Mozilla offering $400,000 for voice tech projects based in Kenya, Tanzania, DRC

The Mozilla Foundation is planning to give awards of up to $50,000 to each of the winning projects.
Written by Jonathan Greig, Contributor

The Mozilla Foundation announced on Wednesday that it will be offering $400,000 in grants for voice technology projects based in Kenya, Tanzania, and the Democratic Republic of Congo.

The foundation is looking for projects that solve agricultural and financial problems while using Mozilla's Common Voice Kiswahili data set. It is planning to give awards of up to $50,000 to each of the winning projects, which they hope will show how voice-based tools can be integrated into apps that provide agricultural or financial services. 

Mozilla Common Voice is an open-source initiative aiming to make voice technology more inclusive. The initiative was started because voice technology is quickly becoming prevalent across a range of digital sites and services. But often, these services only provide voice-technology in English, French, Spanish or German. 

Amazon's Alexa, Apple's Siri, and Google Home all do not support a single native African language, meaning millions of people who speak Kiswahili and other African languages can't use voice technology to do something as simple as checking the weather -- or something as important as checking for COVID updates.

"These grants will fuel products powered by open voice data and technology built with local community involvement and engagement," said Chenai Chair, Mozilla's Africa Innovation Mradi consultant.  

"And in the long-term, they can help shift power and improve social and economic opportunities for marginalized groups, particularly women, in Kenya, Tanzania, and Kiswahili-speaking DRC." 

Mozilla said projects should look to existing voice technologies for examples of things they can build on. 

They pointed to projects like Mbaza, a chatbot that uses Common Voice data to provide timely and accurate information about the pandemic in the Kinyarwanda, French, and English languages. 
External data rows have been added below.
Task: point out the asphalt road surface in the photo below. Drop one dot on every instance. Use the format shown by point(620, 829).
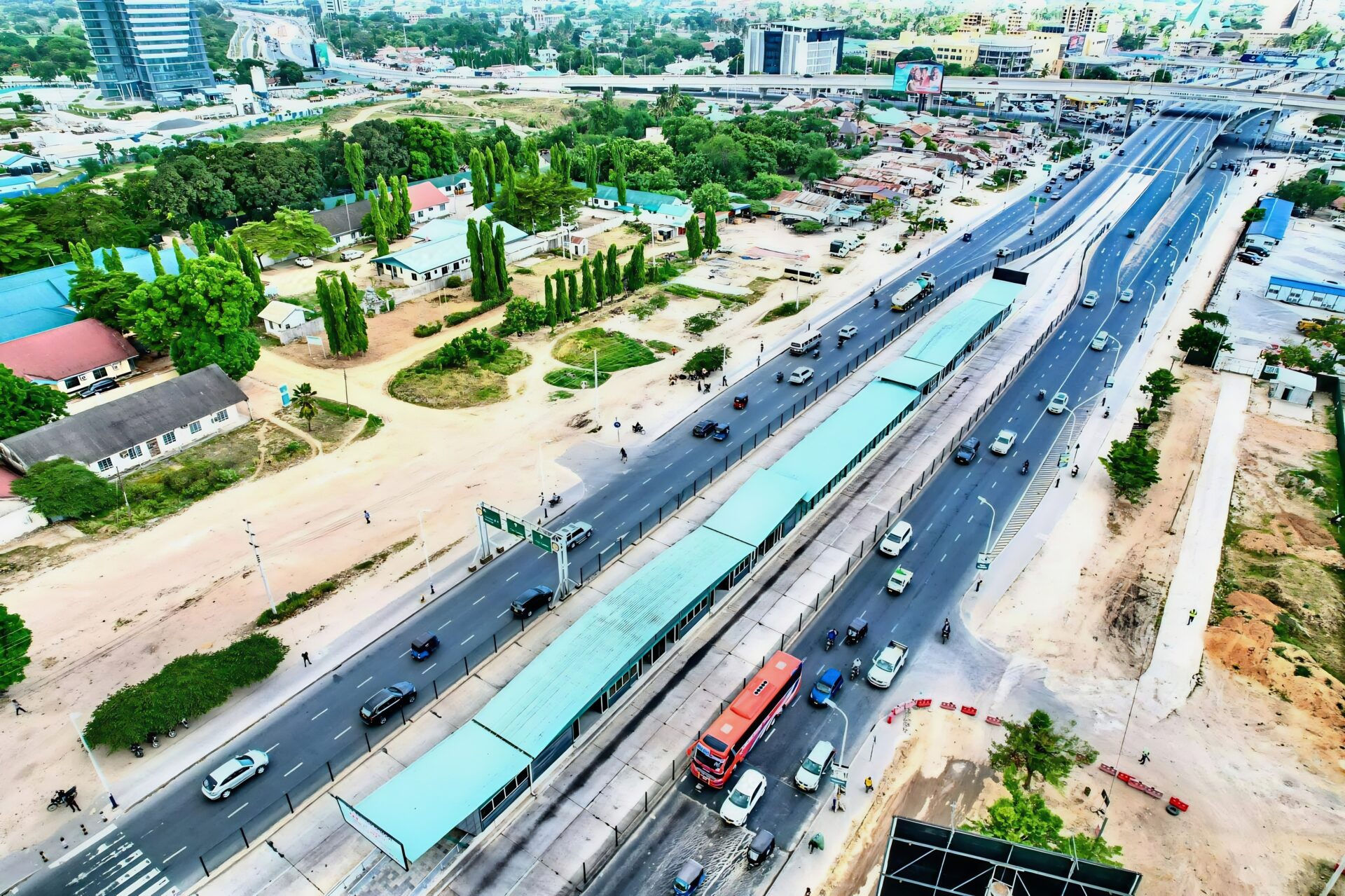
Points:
point(159, 843)
point(951, 528)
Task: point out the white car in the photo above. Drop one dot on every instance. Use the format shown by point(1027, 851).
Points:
point(233, 773)
point(743, 798)
point(815, 766)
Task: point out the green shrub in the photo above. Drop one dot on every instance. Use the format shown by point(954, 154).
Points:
point(187, 688)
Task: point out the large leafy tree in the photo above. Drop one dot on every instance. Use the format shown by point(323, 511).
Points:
point(15, 641)
point(202, 317)
point(289, 233)
point(1037, 748)
point(26, 406)
point(64, 489)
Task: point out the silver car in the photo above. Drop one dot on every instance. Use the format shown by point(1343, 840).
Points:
point(233, 773)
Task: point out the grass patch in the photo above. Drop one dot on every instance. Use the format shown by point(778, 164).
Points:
point(615, 350)
point(298, 602)
point(470, 387)
point(786, 310)
point(573, 378)
point(184, 479)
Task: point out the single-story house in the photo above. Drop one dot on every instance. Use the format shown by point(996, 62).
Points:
point(17, 186)
point(439, 259)
point(139, 428)
point(36, 301)
point(1271, 229)
point(342, 222)
point(70, 357)
point(279, 317)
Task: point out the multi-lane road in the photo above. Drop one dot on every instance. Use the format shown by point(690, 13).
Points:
point(159, 843)
point(951, 526)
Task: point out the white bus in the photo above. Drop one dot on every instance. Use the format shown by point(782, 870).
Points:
point(803, 273)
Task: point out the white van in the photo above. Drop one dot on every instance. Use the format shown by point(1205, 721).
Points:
point(805, 343)
point(896, 539)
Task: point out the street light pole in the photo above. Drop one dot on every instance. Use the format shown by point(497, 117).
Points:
point(74, 720)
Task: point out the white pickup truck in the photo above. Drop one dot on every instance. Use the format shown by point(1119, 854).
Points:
point(887, 663)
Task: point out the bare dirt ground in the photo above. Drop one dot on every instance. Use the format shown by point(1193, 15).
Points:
point(188, 581)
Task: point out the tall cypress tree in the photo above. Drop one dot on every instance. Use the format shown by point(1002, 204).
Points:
point(614, 272)
point(156, 260)
point(712, 230)
point(357, 330)
point(563, 301)
point(501, 260)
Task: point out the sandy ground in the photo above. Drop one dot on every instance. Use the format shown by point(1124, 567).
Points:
point(109, 612)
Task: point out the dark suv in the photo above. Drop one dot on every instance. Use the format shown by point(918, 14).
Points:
point(532, 600)
point(377, 708)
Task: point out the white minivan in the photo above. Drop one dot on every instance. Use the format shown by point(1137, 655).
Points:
point(896, 539)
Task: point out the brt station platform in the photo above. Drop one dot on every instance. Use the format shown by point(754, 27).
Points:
point(462, 785)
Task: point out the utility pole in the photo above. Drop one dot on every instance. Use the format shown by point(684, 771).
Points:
point(252, 542)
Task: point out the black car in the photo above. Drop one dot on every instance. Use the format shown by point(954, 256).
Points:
point(532, 600)
point(99, 387)
point(389, 700)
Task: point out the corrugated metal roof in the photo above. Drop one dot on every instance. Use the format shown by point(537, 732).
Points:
point(825, 451)
point(432, 795)
point(909, 371)
point(757, 507)
point(561, 684)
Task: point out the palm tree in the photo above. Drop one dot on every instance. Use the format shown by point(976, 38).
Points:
point(305, 404)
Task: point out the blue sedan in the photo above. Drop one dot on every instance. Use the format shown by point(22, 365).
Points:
point(827, 688)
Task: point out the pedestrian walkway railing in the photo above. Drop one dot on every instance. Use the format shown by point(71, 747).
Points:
point(314, 779)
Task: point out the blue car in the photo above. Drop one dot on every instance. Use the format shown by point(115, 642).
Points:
point(827, 688)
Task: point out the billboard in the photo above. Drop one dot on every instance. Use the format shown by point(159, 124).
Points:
point(925, 78)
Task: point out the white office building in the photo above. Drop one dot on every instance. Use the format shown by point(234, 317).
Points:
point(806, 46)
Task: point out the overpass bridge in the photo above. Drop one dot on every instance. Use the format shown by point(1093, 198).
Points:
point(1286, 100)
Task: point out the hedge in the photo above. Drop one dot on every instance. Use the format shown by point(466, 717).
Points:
point(187, 688)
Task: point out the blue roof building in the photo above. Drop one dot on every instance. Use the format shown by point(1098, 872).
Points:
point(1271, 229)
point(38, 301)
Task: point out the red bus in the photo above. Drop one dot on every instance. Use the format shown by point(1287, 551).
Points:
point(731, 738)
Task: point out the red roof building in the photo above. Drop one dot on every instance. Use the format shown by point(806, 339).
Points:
point(70, 357)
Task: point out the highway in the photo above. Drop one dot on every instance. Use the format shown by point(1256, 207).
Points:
point(163, 839)
point(951, 528)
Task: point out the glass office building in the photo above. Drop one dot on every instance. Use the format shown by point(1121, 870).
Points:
point(147, 49)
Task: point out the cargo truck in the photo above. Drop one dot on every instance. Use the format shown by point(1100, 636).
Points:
point(913, 291)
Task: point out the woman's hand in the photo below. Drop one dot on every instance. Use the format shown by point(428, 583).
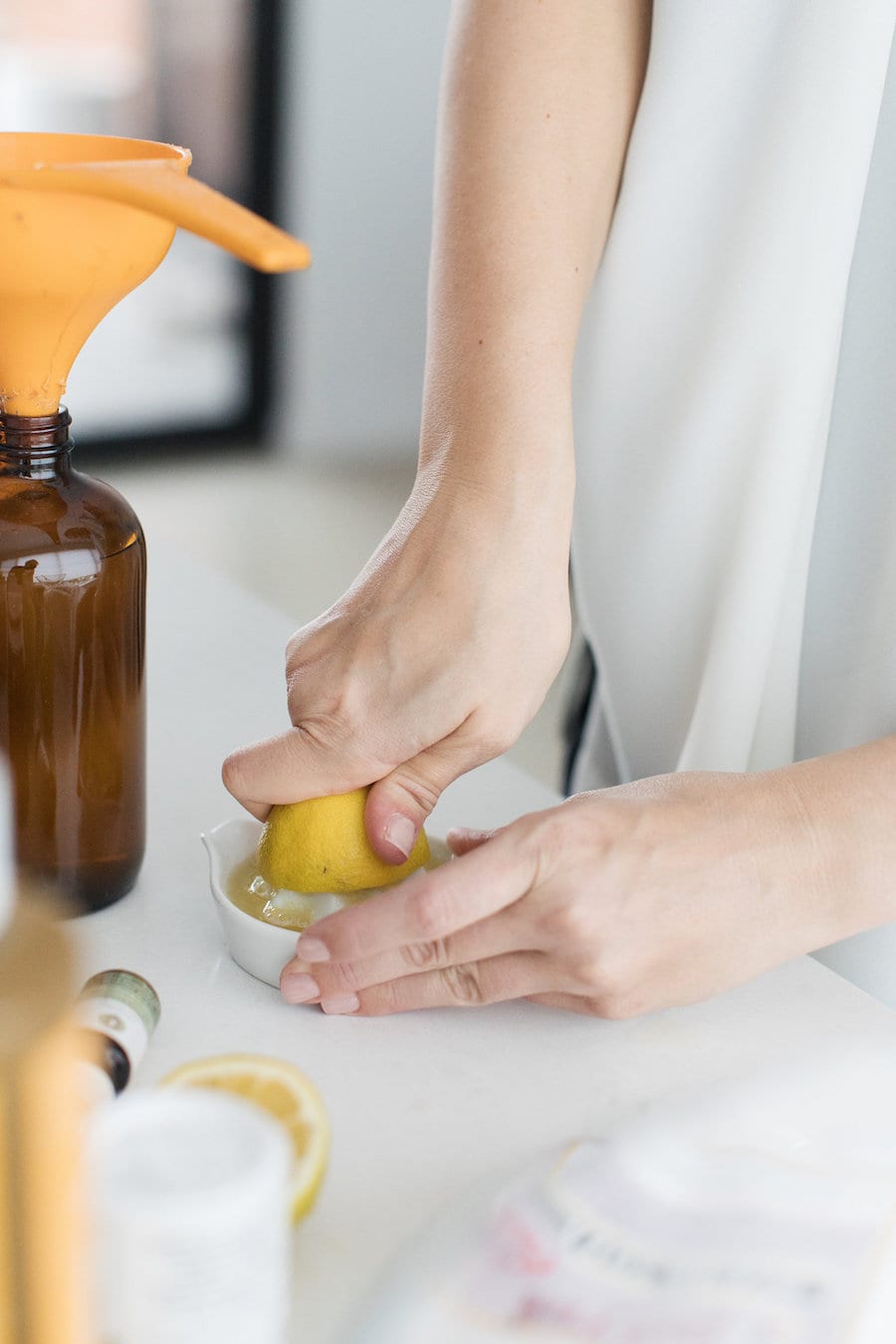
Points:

"For example, an ideal project might provide information services for timely pricing updates for small crop farmers. Or provide easy-to-understand information on land rights to communities, such as women in rural areas," Mozilla explained, adding that applicants should make their work available under an open-source license.

The deadline for letter of intent submissions is March 22 and the full application deadline is April 12. The projects will be judged by a committee of Mozilla employees and advisors. 

Applicants must have a "core" team based in Kenya, Tanzania, or the Kiswahili speaking part of DRC. Mozilla will be accepting applications from individuals, small communities, teams, or companies with less than 50 employees. Non-profits are also eligible. 

Mozilla is also hoping to prioritize projects from groups who experience digital exclusion due to gender, income inequality, and location. 

The organization suggested groups create agricultural products that can serve as advisory or informational services for farmers and households. Tools that can help people improve their crop yields, streamline their farming methods, boost farm margins or provide information on land rights are some of what Mozilla is looking for. 

Some tools could also help farmers keep records of produce or purchases, Mozilla suggested. Mozilla is also hoping for projects that provide voice-enabled bank services or financial literacy support.